Takeaways from practice and interviews …

1. Not taking it back: Of all the Browns’ miscues in their 32-28 loss to Seattle, Freddie Kitchens’ management at the end of the first half might have gotten lost in the shuffle.

To summarize, the Browns had a 20-12 lead and the ball at their 20-yard line with 5:02 to play. Rather than execute a clock-eating possession to end in some points at the end, Kitchens dialed up an aggressive series to – he said after the game – score not once but twice.

The Browns had the ball at the Seahawks’ 11 at the two-minute warning – virtually assured of a chip-shot field goal try. But after a Nick Chubb 1-yard gain, Kitchens had Baker Mayfield throw into the end zone and it was intercepted.

Russell Wilson then marched 88 yards in a little more than a minute for a touchdown. The Seahawks failed on a two-point conversion … but a probable 23-12 Browns lead, at worst, evaporated to 20-18 at halftime.

“Will you admit you mismanaged that possession?” I asked Kitchens.

“I would not admit that,” he answered. “I would admit we need to make a better play-call, make a better throw, run a better route. That’s all. Every situation’s different.”

“Do you really think you could score twice in the final two minutes of the half?”

“I do,” Kitchens responded.

“Listen, I’m always going to be aggressive. Always. And I expect our team to go out and stop them after we score. That’s what I expect.”
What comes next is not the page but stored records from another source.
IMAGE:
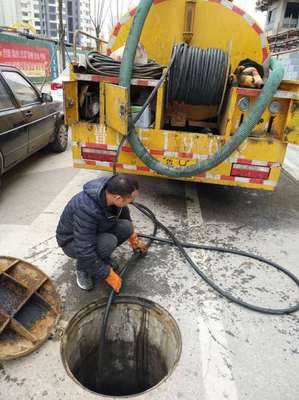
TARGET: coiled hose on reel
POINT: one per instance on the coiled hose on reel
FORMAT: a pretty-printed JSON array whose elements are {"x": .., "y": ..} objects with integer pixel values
[
  {"x": 271, "y": 86},
  {"x": 197, "y": 76}
]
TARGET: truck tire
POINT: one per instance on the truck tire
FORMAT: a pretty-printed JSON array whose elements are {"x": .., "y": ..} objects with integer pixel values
[{"x": 60, "y": 141}]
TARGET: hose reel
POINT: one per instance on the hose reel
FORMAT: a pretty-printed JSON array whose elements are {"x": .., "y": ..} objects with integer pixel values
[
  {"x": 229, "y": 147},
  {"x": 197, "y": 76}
]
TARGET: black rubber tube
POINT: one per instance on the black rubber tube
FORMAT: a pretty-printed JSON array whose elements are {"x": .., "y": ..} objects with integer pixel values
[
  {"x": 181, "y": 247},
  {"x": 111, "y": 297}
]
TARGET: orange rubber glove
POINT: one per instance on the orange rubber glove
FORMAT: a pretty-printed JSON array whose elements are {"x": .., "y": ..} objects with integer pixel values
[
  {"x": 114, "y": 281},
  {"x": 137, "y": 244}
]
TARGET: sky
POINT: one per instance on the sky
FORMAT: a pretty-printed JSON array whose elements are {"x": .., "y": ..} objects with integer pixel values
[{"x": 246, "y": 5}]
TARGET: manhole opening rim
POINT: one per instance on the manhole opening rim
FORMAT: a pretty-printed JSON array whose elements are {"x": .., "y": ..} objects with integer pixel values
[{"x": 87, "y": 309}]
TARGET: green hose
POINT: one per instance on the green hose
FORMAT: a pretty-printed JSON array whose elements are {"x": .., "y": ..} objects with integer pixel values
[{"x": 238, "y": 138}]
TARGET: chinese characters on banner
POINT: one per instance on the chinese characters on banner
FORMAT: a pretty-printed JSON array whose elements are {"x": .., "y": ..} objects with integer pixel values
[{"x": 32, "y": 60}]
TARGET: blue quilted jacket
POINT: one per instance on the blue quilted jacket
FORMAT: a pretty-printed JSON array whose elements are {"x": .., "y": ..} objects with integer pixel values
[{"x": 84, "y": 217}]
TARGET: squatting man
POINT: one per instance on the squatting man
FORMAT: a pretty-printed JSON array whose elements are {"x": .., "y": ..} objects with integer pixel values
[{"x": 95, "y": 222}]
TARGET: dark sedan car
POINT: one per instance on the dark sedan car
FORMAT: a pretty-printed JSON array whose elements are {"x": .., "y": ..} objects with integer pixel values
[{"x": 29, "y": 120}]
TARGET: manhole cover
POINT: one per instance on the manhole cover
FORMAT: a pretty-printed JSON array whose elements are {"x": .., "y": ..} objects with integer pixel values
[
  {"x": 142, "y": 347},
  {"x": 29, "y": 307}
]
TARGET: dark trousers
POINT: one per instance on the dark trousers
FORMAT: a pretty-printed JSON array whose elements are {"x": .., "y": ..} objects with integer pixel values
[{"x": 106, "y": 244}]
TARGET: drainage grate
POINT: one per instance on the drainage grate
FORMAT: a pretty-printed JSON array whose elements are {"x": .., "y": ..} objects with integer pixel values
[
  {"x": 143, "y": 346},
  {"x": 29, "y": 307}
]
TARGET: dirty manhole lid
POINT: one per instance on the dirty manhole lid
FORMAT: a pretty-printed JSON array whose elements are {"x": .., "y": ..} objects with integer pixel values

Kitchens then said, “Why am I saving the timeouts? I could burn them like a bunch of people do.”

“Why not bleed the clock there and leave with some points?" I said. "Bleeding the clock can be an effective strategy in some points in a game."

“That is a strategy,” Kitchens answered. “We’ve done that in certain games. How many points would that have given us?”
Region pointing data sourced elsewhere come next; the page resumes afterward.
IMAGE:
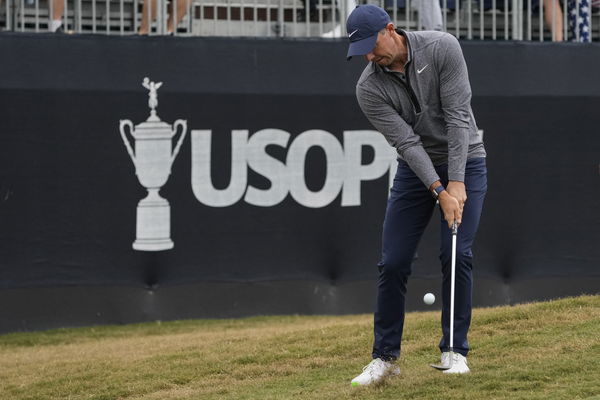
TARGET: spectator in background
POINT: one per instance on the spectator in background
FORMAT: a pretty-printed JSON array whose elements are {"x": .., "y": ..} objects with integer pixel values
[
  {"x": 579, "y": 20},
  {"x": 180, "y": 11},
  {"x": 57, "y": 7},
  {"x": 553, "y": 17}
]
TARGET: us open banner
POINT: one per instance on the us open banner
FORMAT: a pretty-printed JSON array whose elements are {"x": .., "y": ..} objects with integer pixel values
[{"x": 163, "y": 178}]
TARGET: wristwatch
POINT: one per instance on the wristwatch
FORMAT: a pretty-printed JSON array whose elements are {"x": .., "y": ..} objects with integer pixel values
[{"x": 436, "y": 192}]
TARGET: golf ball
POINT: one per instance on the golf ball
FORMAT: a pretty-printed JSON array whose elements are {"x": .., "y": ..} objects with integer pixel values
[{"x": 429, "y": 299}]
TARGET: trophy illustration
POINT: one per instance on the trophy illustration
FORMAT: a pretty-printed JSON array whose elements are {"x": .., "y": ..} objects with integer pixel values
[{"x": 153, "y": 158}]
“Twenty-eight (or 27),” I said.

“So we needed more than 32 to win the game,” Kitchens said.

“But you gave them the opportunity to add [six, or more] points.”

“I agree with that, too,” Kitchens said. “I’d also agree, if I’m in that situation I’m trying to score a touchdown. We had an open receiver.”

At the end of his Monday press conference, Kitchens returned to the subject.

“I will always be aggressive,” Kitchens said. “I’m going to ask our team to be aggressive, so their coach should be aggressive. Always. I have total confidence that we’d score. And I had total confidence our defense would go out and stop them.

“I would expect you to ask that question, but you just expect the answer you’re getting in return.”

2. The Higgins controversy: After missing four complete games with a knee injury, receiver Rashard Higgins was finally active for Sunday’s game, but was the only player other than backup quarterback Garrett Gilbert not to play a single snap.

Why not?

“Last week was his first week truly back, and I thought Antonio [Callaway] had a good week of practice,” Kitchens said. “Higs should have played some yesterday, but the situation didn’t arise where he was in the game. We were moving the ball with three wides and one tight end. We had a package [which included Higgins], and we didn’t use that package.”

I asked Kitchens if Higgins is in the coaches’ doghouse.

“No, he’s not,” he answered.

So, is there any reason Kitchens would put a player in his doghouse?

“Whether I would say it or not, is one thing. Do I have a doghouse? People will not get on the field for not doing their job.”

Does Higgins know why he’s not playing?

“He just got back last week,” Kitchens said.

The Seattle game was the first time Kitchens used only three receivers – Odell Beckham Jr. (68 of 69 total snaps), Jarvis Landry (66) and Callaway (47).

Brownie bits: Kitchens downplayed the hip injury suffered by Mayfield, saying, “It’s fine.” The Browns have light practices scheduled for Tuesday and Wednesday. Asked if Mayfield might sit out those sessions, Kitchens said, “I don’t think so.” …

According to NFL rules, players must be made available to the media after games. So when Landry exited the locker room before media was allowed to enter, it was a noticeable snub. He took the unusual step of appearing in the Monday media room, and apologized when asked about his hasty exit after the game. “For me, honestly I knew that I needed a second, I knew I needed a minute, and knew I’d get an opportunity to talk to you guys respectfully and not let the emotion of the game get the best of me,” Landry said. “So I apologize for my actions in leaving the locker room. I owed it to you guys, to my team, to myself to be respectful and come up today and talk to you guys.”

Landry was involved in three controversial plays – the interception off his hands in the end zone, the disputed fumble over the goal line, the phantom blind-side block penalty. On the interception at the end of the first half: “I feel I ran a pretty good route, had an opportunity, got inside, I just didn’t make the play. When balls get tipped up in this league, they usually get intercepted. I just got to make that play.” On the disputed fumble, which appeared to happen after he broke the plane of the goal, at least on the stadium video boards: “I saw what you saw. I saw a touchdown.” On the bogus blindside block, Landry said it affected the way he executed the very next play: “Yeah. If you go back and look, the very next play, Baker scrambles and I go to block [Bobby] Wagner and pretty much take a charge and end up hurting my ankle because I’m trying to not block like I can’t block. Because I felt I did nothing wrong on the blindside block they called on me.”